I think you are looking at the past a bit optimistically. First off, many houses in the past were MUCH smaller. I know people of the WWII generation that raised their families in working class Detroit neighborhoods. They were considered middle class but raised a family of 7 in a 900 sq. foot house. Yes they went on vacations, but they drove and didn't go out to eat. They had usually only a single car. My point is that they didn't live as extravagant as you seem to think. By the way, you can still buy one of those houses for about 65k in Detroit today. A 30 year mortgage with 10k down on that is less than $300 a month for a mortgage payment.
I think one of the problems is that even if you're frugal with your resources, you're barely making it. In the suburbs, two parents with a single car working 9-5 (if you're lucky) is barely sustainable with two young kids. It isn't sustainable when those kids get a little older and have to go off and do their own activities in order to (hopefully) grow into well rounded human beings. In the a major city, transportation cost have increased too.
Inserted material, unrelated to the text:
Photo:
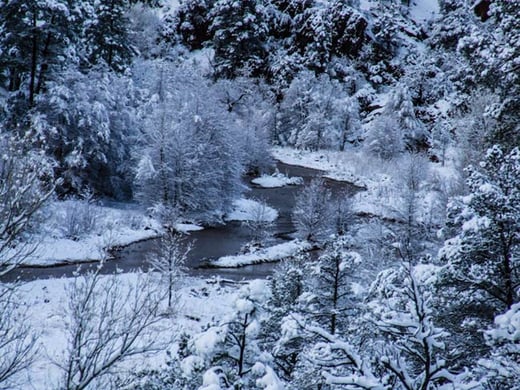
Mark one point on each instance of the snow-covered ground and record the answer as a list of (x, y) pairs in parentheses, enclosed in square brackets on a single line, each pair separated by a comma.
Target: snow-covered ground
[(75, 231), (384, 181), (335, 164), (251, 210), (277, 179), (263, 255), (46, 301)]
I cook every meal, and I can tell you, food prices are starting to look iffy to me. I can only imagine someone on a fixed/restricted income. Let alone having a spouse or a kid or two.
I also think you over estimate the average person's ability to save, even if you're not buying a bunch of extravagant crap. In the "middle class" there isn't as much spending going on as people think.
Also, sure you may be able to buy that type of home in Detroit for that little (which i argue really isn't that little... especially if you have no savings and shot credit), but if it's in the city proper, you have increased food costs, lack of public transportation, deficient police, fire and ems, high taxes as Detroit tries to recoup loses... etc. If you live in the suburbs (which most people do in Detroit, which eroded their tax base and caused their current problems), you have the issues I highlighted above.
Combine that with little job mobility and lack of a viable path to increase income... the "middle class" is taken for a ride... the poor are screwed.
I agree that the student loan issue is a big problem. If people tried to get a mortgage, they would be required to back the loan somehow and show income that can pay it back. With student loans, there are no such requirements and people can get any kind of degree and take out insane amounts of debt. How can someone that ends up getting $12/hr pay back a 100k student loan and then be able to afford anything else?
Also, the houses I was looking at were in Garden City, MI. Not unsafe, not dilapidated, just small houses.
Finally, I disagree with the argument that kids need a lot of activities (such as team sports) that they must be driven to and from in order to be well-rounded. There are many paths to being well-rounded.
Regardless of how you enrich your kids, staying in the house without outside interaction isn't optimal. I just think that transportation is a need, and in suburban sprawl, walking doesn't cut it. When multiple people in the household need transportation, but you have two (or less) drivers, who have responsibilities of their own... I think you see where I'm going.
Also let's not get into the fact that it's "frowned upon" to have kids "wander" by themselves now.